On me per­met­tra de regret­ter quelques omis­sions (au demeu­rant faciles à répa­rer pour une édi­tion ultérieure).

Il me semble que l’auteur aurait eu inté­rêt à évo­quer et appro­fon­dir quelques thèmes impor­tants qu’il n’a fait qu’effleurer :

  • la rela­tive inef­fi­ca­ci­té des pro­po­si­tions de Kyo­to : 5% de réduc­tion des émis­sions mon­diales de gaz car­bo­nique. Est-ce bien à la hau­teur du pro­blème du cli­mat, alors que Gérard Mégie envi­sage plu­tôt une réduc­tion de 60%!
  • l’efficacité évi­dente du sys­tème nucléaire fran­çais com­pa­ré aux sys­tèmes de nos voi­sins et amis danois et alle­mands (hélas sou­vent don­nés en exemple parce qu’ils ont des éoliennes) eu égard à l’émission de gaz car­bo­nique par habi­tant ou par kWh produit ;
  • les dégâts poten­tiels d’une com­mu­ni­ca­tion alar­miste peuvent être beau­coup plus graves que ceux pro­vo­qués par une com­mu­ni­ca­tion exces­si­ve­ment ras­su­rante (cf. les avor­te­ments inutiles dus à l’inutile panique pro­vo­quée à l’occasion de Seve­so ou du nuage de Tchernobyl).

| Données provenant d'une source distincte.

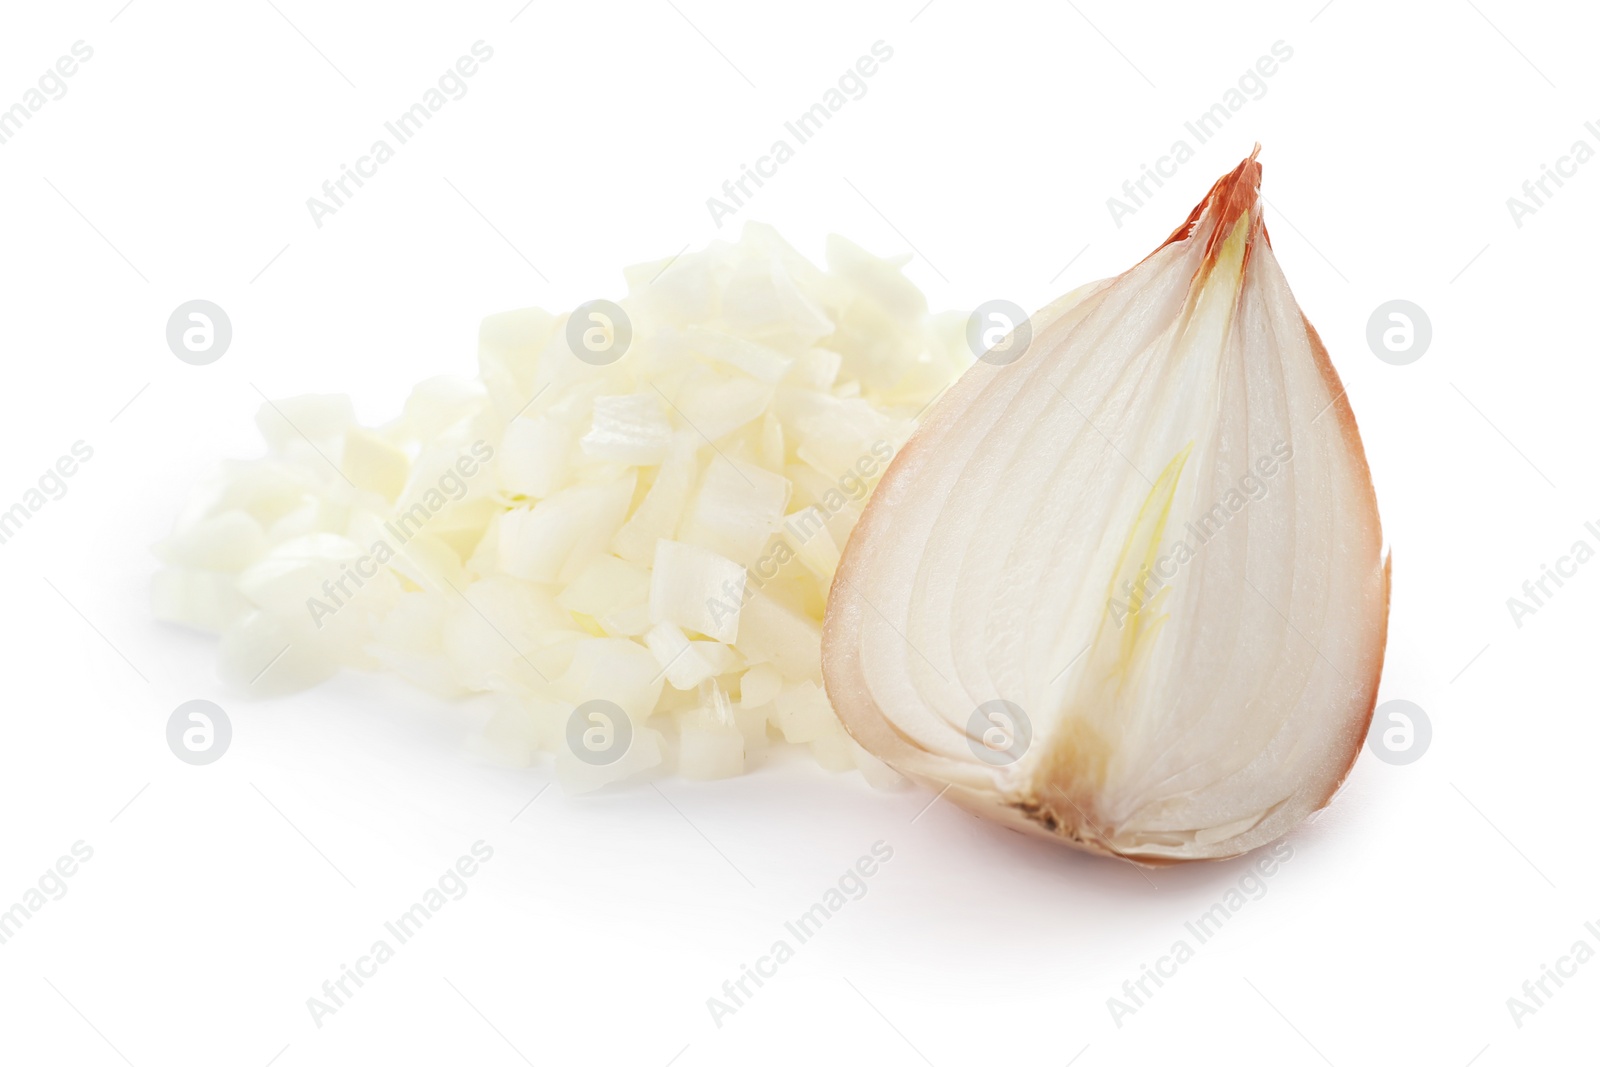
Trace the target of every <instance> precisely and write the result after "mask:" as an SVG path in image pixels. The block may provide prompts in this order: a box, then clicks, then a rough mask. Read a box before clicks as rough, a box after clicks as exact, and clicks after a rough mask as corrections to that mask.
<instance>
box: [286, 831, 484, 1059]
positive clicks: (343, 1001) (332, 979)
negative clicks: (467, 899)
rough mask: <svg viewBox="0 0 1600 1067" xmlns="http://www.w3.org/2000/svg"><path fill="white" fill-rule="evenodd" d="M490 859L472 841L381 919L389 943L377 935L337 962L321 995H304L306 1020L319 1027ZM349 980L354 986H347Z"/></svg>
mask: <svg viewBox="0 0 1600 1067" xmlns="http://www.w3.org/2000/svg"><path fill="white" fill-rule="evenodd" d="M491 859H494V849H493V848H491V846H490V845H486V843H483V841H474V843H472V848H470V854H466V856H461V857H459V859H456V862H454V864H451V865H450V867H446V869H445V873H442V875H440V877H438V880H437V881H435V885H432V886H429V888H427V889H424V891H422V897H421V899H419V901H418V902H416V904H413V905H411V907H408V909H406V910H403V912H400V915H398V918H395V920H394V921H389V923H384V931H386V933H387V934H389V937H394V944H389V937H379V939H378V941H374V942H373V944H371V947H370V949H368V950H366V953H365V955H360V957H357V958H355V966H354V968H350V966H347V965H344V963H341V965H339V976H338V977H331V979H328V981H325V982H323V984H322V997H307V998H306V1011H309V1013H310V1021H312V1022H315V1024H317V1029H318V1030H320V1029H322V1027H323V1021H325V1019H326V1017H328V1016H331V1014H338V1011H339V1008H344V1006H346V1001H349V1000H350V998H352V997H355V993H357V992H358V990H360V989H362V987H363V985H365V982H363V981H362V979H368V977H376V976H378V968H379V966H382V965H384V963H389V961H390V960H394V958H395V947H397V945H403V944H405V942H408V941H411V937H414V936H416V934H418V933H421V929H422V926H426V925H427V923H429V920H432V918H434V915H437V913H438V912H442V910H443V909H445V905H446V904H450V902H451V901H459V899H461V897H464V896H467V878H470V877H474V875H475V873H478V869H480V867H482V865H483V864H486V862H490V861H491ZM352 982H354V984H355V989H350V984H352Z"/></svg>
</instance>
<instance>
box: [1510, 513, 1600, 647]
mask: <svg viewBox="0 0 1600 1067" xmlns="http://www.w3.org/2000/svg"><path fill="white" fill-rule="evenodd" d="M1584 531H1586V533H1587V534H1589V536H1592V537H1594V539H1595V542H1600V526H1597V525H1595V523H1592V522H1590V523H1584ZM1592 558H1595V549H1594V545H1590V544H1589V541H1586V539H1584V537H1579V539H1578V541H1574V542H1573V547H1571V550H1570V552H1568V553H1566V555H1560V557H1557V558H1555V566H1554V568H1552V566H1550V565H1549V563H1541V565H1539V569H1541V574H1539V576H1538V577H1530V579H1526V581H1525V582H1523V584H1522V595H1523V597H1526V600H1522V598H1518V597H1507V598H1506V609H1507V611H1510V621H1512V622H1515V624H1517V629H1518V630H1520V629H1522V621H1523V617H1526V616H1530V614H1538V613H1539V608H1544V606H1546V601H1549V600H1550V598H1552V597H1554V595H1555V593H1557V592H1560V589H1562V587H1563V585H1565V584H1566V582H1563V581H1562V579H1563V577H1565V579H1573V577H1578V568H1579V566H1582V565H1584V563H1587V561H1589V560H1592ZM1550 582H1555V589H1550ZM1541 593H1542V595H1541Z"/></svg>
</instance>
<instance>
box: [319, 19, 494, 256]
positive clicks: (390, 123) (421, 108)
mask: <svg viewBox="0 0 1600 1067" xmlns="http://www.w3.org/2000/svg"><path fill="white" fill-rule="evenodd" d="M470 51H472V54H470V56H461V58H458V59H456V62H454V66H451V67H448V69H446V70H445V72H443V74H442V75H438V82H437V83H435V85H434V86H429V88H427V90H426V91H424V93H422V99H421V101H419V102H416V104H411V106H410V107H408V109H405V110H403V112H400V114H398V115H397V117H395V118H394V122H386V123H384V130H387V131H389V136H392V138H394V141H395V142H394V146H390V144H389V141H386V139H384V138H379V139H376V141H373V144H371V146H370V147H368V149H366V155H358V157H357V158H355V166H354V168H350V166H349V165H346V163H339V176H338V178H330V179H328V181H325V182H323V184H322V195H323V197H325V198H318V197H307V198H306V210H307V211H310V221H312V222H315V224H317V229H318V230H320V229H322V221H323V218H325V216H330V214H336V213H338V211H339V208H342V206H344V205H346V202H347V200H350V198H352V197H355V190H358V189H360V187H362V186H365V184H366V182H363V181H362V179H363V178H376V176H378V168H379V166H381V165H384V163H387V162H389V160H392V158H394V157H395V147H398V146H402V144H405V142H406V141H410V139H411V138H414V136H416V134H419V133H421V131H422V126H424V125H426V123H427V122H429V120H432V118H434V115H435V114H437V112H440V110H443V107H445V104H448V102H450V101H459V99H461V98H462V96H466V94H467V78H470V77H472V75H475V74H477V72H478V64H480V62H488V61H490V59H493V58H494V50H493V48H490V46H488V45H486V43H483V42H482V40H477V42H472V48H470ZM446 93H448V96H446ZM350 182H355V189H350Z"/></svg>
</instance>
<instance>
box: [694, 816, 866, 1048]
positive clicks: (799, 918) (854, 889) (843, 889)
mask: <svg viewBox="0 0 1600 1067" xmlns="http://www.w3.org/2000/svg"><path fill="white" fill-rule="evenodd" d="M869 851H870V854H866V856H861V857H859V859H858V861H856V862H854V864H851V865H850V867H846V869H845V873H842V875H840V877H838V881H837V883H835V885H832V886H829V888H827V889H826V891H824V893H822V899H821V901H818V902H816V904H813V905H811V907H808V909H806V910H805V912H802V913H800V918H795V920H792V921H787V923H784V931H786V933H787V934H790V936H792V937H794V942H795V944H789V939H787V937H779V939H778V941H774V942H773V944H771V949H768V952H766V953H765V955H760V957H757V958H755V966H754V968H750V966H749V965H747V963H741V965H739V977H731V979H728V981H725V982H723V984H722V997H707V998H706V1009H707V1011H709V1013H710V1021H712V1022H714V1024H717V1029H718V1030H720V1029H722V1024H723V1021H725V1019H726V1017H728V1016H731V1014H736V1013H738V1011H739V1008H744V1005H746V1001H747V1000H750V998H752V997H755V992H757V990H760V989H762V985H763V982H762V979H768V977H776V976H778V968H779V966H781V965H784V963H789V960H794V958H795V945H803V944H805V942H808V941H811V937H814V936H816V934H818V931H819V929H822V926H824V925H826V923H827V921H829V920H830V918H834V915H837V913H838V912H840V910H843V907H845V905H846V904H850V902H851V901H859V899H861V897H864V896H867V880H869V878H872V877H874V875H877V873H878V870H880V869H882V865H883V864H886V862H890V861H891V859H894V848H893V846H891V845H888V843H886V841H874V843H872V848H870V849H869ZM752 984H754V987H755V989H752V987H750V985H752Z"/></svg>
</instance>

Sa biblio­gra­phie aurait gagné à être plus copieuse : je pense notam­ment à l’ouvrage déjà ancien mais fon­da­men­tal de Luc Fer­ry Le nou­vel ordre éco­lo­gique (Gras­set), au livre de Guy Sor­man Le pro­grès et ses enne­mis, à ceux de Chris­tian Geron­deau Les trans­ports en France, Les trans­ports en Europe, à ceux de Chris­tian Julienne Le rap­port inter­dit et Le rail et la route.

Je recom­mande vive­ment la lec­ture de l’ouvrage de Pierre Chas­sande à tous ceux qui s’intéressent au déve­lop­pe­ment durable et à la satis­fac­tion des besoins élé­men­taires de l’humanité actuelle et future, y com­pris l’alimentation, la san­té, la mobi­li­té, la vie quo­ti­dienne, l’énergie, le cli­mat et, bien évi­dem­ment, l’environnement de l’homme.